ANALYSIS OF THE SATIETY EFFECT OF CHOLECYSTOKININ

缩胆囊素的饱腹感作用分析

• 批准号: 3377866
• 负责人: GERARD P SMITH
• 金额: $ 14.96万
• 依托单位: WEILL MEDICAL COLL OF CORNELL UNIV
• 依托单位国家: 美国
• 财政年份: 1984
• 资助国家: 美国
• 起止时间: 1984-12-01 至 1992-06-30
• 项目状态: 已结题
• 来源: https://reporter.nih.gov/project-details/3377866
• 关键词: anorexic agent; anticholinergic agent; cholecystokinin; dietary lipid; eating; gastrointestinal nutrient absorption; hormone regulation /control mechanism; laboratory rat; nutrition related tag; phenylalanine; pyloric region; radioimmunoassay; satiations; vagotomy; vagus nerve

The physiological mechanisms by which ingested food terminates eating in animals and humans is unknown. Knowledge about such mechanisms is necessary for the development of effective treatments for the control of eating in clinical conditions, such as obesity and bulimia. This proposal tests the hypothesis that the small intestinal peptide hormone called cholecystokinin (CCK) that is released by food stimuli contacting the surface of the small intestine is one of the physiological mechanisms for ending a meal and eliciting the behaviors characteristic of postprandial satiety in the rat. A radioimmunoassay technique will be used to measure the release of CCK by the intraduodenal infusion of a mixture of fats or by L-phenylalanine. The pattern and quantity of CCK released will be correlated with the inhibition of sham feeding produced by the intraduodenal infusions. The causal nature of this correlation will be investigated by measuring the effect of CCK antagonists, Proglumide and gastric vagotomy, on the satiating effect of the duodenal infusions that release CCK. If the released CCK is shown to inhibit sham feeding, then the satiating effect of released CCK on the termination of a real meal will be determined using the antagonist strategy. In addition to testing the hypothesis that CCK released from the intestine is a physiological satiety signal, experiments are proposed to determine the peripheral site of CCK's satiety effect. A specific binding procedure for CCK will be used to determine the effect of total and selective gastric vagotomy on the CCK binding sites in the pyloric sphincter. This will decide whether the binding sites are on terminal fibers of the vagus nerve or on other elements in the sphincter, i.e., muscle cells or intrinsic neurons of the gut. The final experiment will identify the site in the nucleus tractus solitarius in the medulla that is necessary for the transduction of vagal afferent activity produced by peripheral administration of exogenous CCK or the release of endogenous CCK into information that is used by the central network for the control of feeding to stop eating and initiate postprandial satiety.

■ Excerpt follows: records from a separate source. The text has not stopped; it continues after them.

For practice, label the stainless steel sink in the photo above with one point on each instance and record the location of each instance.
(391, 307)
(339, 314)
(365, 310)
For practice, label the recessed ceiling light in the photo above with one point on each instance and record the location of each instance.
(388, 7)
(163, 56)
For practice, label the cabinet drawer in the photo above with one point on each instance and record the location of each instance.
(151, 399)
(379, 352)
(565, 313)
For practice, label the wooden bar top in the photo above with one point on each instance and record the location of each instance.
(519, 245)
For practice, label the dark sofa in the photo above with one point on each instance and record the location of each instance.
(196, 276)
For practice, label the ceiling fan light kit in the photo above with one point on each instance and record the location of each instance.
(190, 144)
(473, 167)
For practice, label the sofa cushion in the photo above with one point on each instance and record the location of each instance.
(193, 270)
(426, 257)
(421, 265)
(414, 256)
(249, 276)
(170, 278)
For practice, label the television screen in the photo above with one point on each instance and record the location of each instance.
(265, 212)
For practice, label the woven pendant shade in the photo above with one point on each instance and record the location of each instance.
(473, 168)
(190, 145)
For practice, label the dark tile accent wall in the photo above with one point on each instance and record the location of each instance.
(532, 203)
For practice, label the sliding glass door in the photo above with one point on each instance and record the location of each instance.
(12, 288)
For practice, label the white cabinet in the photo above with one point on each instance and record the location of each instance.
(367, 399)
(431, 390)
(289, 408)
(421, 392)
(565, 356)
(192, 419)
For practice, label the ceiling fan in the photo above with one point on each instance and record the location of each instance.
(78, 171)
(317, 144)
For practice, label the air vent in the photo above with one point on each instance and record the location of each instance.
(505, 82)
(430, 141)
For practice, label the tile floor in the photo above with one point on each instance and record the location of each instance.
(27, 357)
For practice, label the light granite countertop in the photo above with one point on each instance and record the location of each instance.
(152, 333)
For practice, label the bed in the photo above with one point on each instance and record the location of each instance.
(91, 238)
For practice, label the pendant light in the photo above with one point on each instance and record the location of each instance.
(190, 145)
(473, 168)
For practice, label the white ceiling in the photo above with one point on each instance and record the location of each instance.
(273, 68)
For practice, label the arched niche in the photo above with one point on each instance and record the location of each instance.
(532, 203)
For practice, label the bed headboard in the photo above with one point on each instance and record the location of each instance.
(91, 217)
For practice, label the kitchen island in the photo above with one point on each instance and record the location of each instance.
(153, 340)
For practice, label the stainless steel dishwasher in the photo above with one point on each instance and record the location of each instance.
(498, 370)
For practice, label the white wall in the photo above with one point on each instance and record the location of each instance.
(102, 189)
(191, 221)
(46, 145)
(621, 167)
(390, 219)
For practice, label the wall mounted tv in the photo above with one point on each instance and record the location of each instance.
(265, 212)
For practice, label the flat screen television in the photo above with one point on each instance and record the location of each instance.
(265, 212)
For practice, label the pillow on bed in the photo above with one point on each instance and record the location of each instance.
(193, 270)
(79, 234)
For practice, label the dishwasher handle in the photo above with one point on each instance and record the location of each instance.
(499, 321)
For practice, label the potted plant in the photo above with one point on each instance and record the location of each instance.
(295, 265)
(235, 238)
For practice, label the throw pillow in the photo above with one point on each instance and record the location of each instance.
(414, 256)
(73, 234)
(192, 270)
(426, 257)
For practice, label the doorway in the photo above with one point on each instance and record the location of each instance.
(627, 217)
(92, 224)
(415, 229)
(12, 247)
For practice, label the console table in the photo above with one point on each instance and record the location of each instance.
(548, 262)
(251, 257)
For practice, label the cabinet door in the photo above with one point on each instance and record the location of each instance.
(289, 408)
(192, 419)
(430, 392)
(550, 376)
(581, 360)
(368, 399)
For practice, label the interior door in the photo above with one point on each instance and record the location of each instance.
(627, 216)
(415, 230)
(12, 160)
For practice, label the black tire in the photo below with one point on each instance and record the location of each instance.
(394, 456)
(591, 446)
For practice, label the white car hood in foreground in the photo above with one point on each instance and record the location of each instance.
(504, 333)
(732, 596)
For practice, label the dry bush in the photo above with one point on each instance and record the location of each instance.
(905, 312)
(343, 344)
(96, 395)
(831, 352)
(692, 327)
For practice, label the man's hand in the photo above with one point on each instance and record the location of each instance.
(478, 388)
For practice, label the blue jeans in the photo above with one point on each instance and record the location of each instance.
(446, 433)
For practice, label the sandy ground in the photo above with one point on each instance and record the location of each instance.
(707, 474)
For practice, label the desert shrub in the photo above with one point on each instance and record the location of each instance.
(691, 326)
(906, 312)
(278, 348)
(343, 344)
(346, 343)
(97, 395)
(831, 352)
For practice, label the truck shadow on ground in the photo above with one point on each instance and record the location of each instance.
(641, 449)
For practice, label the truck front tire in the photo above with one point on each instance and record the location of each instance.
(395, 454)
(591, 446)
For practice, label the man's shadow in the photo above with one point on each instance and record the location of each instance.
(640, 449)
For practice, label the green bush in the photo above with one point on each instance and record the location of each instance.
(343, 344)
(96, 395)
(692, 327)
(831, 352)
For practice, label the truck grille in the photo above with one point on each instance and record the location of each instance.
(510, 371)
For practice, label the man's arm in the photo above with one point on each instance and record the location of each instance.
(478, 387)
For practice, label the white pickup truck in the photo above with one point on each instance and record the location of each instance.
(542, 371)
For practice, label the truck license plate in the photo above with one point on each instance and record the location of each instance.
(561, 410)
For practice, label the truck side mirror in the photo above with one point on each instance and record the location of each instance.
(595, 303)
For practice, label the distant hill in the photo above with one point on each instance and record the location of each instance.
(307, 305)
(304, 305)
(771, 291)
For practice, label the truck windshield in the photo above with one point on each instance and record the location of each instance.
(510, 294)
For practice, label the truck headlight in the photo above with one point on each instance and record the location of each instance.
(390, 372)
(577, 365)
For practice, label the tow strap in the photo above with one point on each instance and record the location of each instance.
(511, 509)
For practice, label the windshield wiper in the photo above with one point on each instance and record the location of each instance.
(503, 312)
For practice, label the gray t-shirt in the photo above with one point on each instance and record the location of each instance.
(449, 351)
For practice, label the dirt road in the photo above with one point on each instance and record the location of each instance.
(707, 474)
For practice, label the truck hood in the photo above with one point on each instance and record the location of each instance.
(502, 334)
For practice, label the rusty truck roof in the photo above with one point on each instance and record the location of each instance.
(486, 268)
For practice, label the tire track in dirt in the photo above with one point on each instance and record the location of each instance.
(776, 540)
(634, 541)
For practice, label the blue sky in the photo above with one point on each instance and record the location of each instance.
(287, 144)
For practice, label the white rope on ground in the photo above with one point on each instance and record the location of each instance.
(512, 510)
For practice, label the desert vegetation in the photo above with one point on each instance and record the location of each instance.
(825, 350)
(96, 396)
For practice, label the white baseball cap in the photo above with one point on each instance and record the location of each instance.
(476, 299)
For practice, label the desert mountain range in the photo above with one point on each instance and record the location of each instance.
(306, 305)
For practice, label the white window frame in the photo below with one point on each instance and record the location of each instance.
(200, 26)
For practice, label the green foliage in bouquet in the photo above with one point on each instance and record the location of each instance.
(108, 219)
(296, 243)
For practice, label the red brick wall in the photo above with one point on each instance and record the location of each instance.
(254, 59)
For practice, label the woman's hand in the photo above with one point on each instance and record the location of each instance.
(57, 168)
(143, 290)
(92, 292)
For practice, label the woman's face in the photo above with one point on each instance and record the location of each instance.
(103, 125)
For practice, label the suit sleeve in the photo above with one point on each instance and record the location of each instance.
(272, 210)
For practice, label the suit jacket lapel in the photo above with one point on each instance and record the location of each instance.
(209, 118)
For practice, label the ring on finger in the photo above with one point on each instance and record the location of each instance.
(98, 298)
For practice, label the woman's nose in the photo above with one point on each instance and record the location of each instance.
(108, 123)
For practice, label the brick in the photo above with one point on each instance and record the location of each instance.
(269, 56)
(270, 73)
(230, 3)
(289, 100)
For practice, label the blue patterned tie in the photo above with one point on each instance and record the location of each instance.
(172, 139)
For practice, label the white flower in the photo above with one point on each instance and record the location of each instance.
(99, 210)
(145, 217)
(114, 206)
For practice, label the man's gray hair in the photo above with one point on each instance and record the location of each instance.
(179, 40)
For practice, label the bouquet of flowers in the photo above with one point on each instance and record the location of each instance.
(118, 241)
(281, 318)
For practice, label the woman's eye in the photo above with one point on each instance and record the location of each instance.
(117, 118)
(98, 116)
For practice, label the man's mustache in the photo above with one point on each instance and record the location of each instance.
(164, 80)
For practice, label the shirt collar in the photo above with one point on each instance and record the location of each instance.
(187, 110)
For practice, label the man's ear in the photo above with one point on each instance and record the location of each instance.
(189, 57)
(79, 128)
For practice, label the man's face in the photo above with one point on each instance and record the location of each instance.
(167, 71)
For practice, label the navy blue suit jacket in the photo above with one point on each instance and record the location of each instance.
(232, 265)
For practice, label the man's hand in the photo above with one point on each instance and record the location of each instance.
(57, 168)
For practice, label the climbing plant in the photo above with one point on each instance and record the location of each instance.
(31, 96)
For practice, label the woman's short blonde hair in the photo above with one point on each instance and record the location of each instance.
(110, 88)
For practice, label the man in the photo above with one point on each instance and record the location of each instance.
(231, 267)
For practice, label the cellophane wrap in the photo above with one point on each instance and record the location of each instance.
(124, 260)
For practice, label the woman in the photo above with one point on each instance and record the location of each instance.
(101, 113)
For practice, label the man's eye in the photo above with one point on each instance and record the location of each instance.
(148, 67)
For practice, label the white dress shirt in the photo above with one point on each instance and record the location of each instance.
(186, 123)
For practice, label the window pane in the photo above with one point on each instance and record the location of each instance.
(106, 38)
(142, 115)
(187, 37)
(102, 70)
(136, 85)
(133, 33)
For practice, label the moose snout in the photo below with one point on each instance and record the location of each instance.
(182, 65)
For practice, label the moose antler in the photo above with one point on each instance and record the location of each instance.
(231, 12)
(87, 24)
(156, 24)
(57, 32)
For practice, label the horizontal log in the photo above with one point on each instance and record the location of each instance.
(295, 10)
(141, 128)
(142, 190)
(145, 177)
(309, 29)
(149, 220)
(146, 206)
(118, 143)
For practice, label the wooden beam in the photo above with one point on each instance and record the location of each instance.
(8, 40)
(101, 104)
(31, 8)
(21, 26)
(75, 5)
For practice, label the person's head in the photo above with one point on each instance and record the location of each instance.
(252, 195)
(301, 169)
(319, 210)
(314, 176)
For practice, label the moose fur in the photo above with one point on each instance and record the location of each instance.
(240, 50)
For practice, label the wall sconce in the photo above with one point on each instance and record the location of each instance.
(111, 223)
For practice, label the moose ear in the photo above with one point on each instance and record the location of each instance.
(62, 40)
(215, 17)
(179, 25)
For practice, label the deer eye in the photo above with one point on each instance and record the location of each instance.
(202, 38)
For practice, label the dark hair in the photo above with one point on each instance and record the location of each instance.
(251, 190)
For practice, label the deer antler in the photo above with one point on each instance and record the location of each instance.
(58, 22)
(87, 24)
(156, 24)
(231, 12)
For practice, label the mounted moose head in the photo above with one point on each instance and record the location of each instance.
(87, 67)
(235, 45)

摄入的食物终止进食的生理机制 动物和人类未知。 关于此类机制的知识是 开发有效的治疗方法来控制 在临床状况下进食，例如肥胖和贪食症。 这个提议 检验以下假设：小肠肽激素称为 胆囊收缩素（CCK）是由接触食物刺激物释放的 小肠表面是其生理机制之一 结束一顿饭并引发餐后特征的行为 大鼠的饱腹感。 将使用放射免疫分析技术来测量 通过十二指肠内注射脂肪混合物或通过 L-苯丙氨酸。 CCK的释放方式及数量为 与假喂养产生的抑制作用相关 十二指肠内输注。 这种相关性的因果性质将是 通过测量 CCK 拮抗剂、Proglumide 和 胃迷走神经切断术，对十二指肠输注的饱足效果 释放CCK。 如果释放的 CCK 显示抑制假喂养，则 释放的 CCK 对真正进餐终止的饱足效果将 可以使用拮抗策略来确定。 除了测试 假设肠道释放的CCK是一种生理饱足感 信号，建议进行实验以确定 CCK 的外围位点 饱腹感效果。 CCK 的特定绑定程序将用于 确定完全和选择性胃迷走神经切断术对 CCK 的影响 幽门括约肌中的结合位点。 这将决定是否 结合位点位于迷走神经的末端纤维或其他部位 括约肌中的元件，即括约肌的肌肉细胞或内在神经元 肠道。 最终实验将确定束核中的位置 髓质中的孤独肌是迷走神经传导所必需的 外周给予外源性CCK或产生的传入活性 将内源性 CCK 释放为中央使用的信息 用于控制进食以停止进食并启动餐后的网络 饱腹感。